Al día siguiente, Luis estaba frente a mi casa con un motor eléctrico y una batería.

“Te dije que iba a conseguir lo que necesitabas, tengo muchos contactos.” Sonrío con suficiencia. 

“Wao” fue lo único que pude decir ante la sorpresa, pero una duda estaba en mi mente, y era cómo funcionaba ese motor eléctrico y esa batería.

Luis pareció leerme la mente y me respondió.

“Mira, la energía se almacena en las baterías que impulsan al motor para que el carro se mueva” explicó como un experto. “ O bueno, eso me dijo quien me dio esto, también me dejó un manual” dijo mostrando un librito.

 Al final lo que entendí fue que ya no se necesitaba ese viejo motor que funcionaba con gasolina, sino que se podía poner uno nuevo que funcionaba con energía eléctrica. 

Ya estaba casi todo listo para comenzar con mi tarea, pero me faltaba la caja de herramientas. ¿De dónde iba a sacar una?

“José…” Me llamó Roberto con voz ronca, y yo me acerqué a él.

“Se me había olvidado decirte que tu abuelo te dejó algo en el baúl”. Rodeé a Roberto para abrir su baúl y me encontré con una gran caja de herramientas de color verde.

“Tu abuelo siempre quiso que la tuvieras, sabía que te gustaban mucho las máquinas” agregó Roberto, muy despacio para evitar toser. Estuve a punto de llorar de la alegría, pero no había tiempo, debía comenzar con mi labor lo antes posible.

Sacamos el motor viejo con mucho cuidado. Luego, acomodamos las baterías y el nuevo motor dentro del capó, guiándonos con el manual. Duramos todo el día haciendo esta labor y terminamos cuando el sol se fue a descansar.

“¡Uf! Terminamos” suspiró Luis y se sentó en el piso.

“Esperemos que haya funcionado…” dije mientras miraba hacía mi herencia que tenía muchos más años. Luego murmuré “Roberto, ¿nos escuchas?”.
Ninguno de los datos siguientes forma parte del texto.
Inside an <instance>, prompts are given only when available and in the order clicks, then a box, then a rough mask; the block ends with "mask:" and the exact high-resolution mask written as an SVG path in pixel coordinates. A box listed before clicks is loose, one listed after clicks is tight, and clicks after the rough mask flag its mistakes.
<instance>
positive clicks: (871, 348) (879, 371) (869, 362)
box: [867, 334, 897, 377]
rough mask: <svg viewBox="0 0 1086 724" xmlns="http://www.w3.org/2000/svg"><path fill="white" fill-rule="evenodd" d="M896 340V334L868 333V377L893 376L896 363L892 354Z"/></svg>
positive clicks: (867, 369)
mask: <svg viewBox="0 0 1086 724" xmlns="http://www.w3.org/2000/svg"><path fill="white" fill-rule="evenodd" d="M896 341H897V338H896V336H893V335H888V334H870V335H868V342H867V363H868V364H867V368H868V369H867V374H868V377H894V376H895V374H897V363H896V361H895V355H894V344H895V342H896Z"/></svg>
Las luces delanteras parpadearon para luego encenderse con intensidad. Escuché el suave murmullo del nuevo motor, que no era tan ruidoso como el de uno normal, lo cual me preocupó.

“¡Wau! Jamás me había sentido tan bien” exclamó Roberto con voz limpia y clara.

“¡Lo logramos!” exclamamos Luis y yo al tiempo.

Esa noche hubo fiesta en mi barrio y Roberto nos dio un paseo por toda la ciudad. Estaba rejuvenecido y ya no desprendía esas nubes negras.

Desde ese día me dediqué a transformar carros antiguos en automóviles eléctricos. Tanto le ha gustado la idea a las personas que he transformado todos los coches de mi ciudad y con la ayuda de Luis, sueño con convertir todos los carros del mundo entero. 

Así, ningún carro será tirado a la basura y el humo que sale de ellos será una historia del pasado.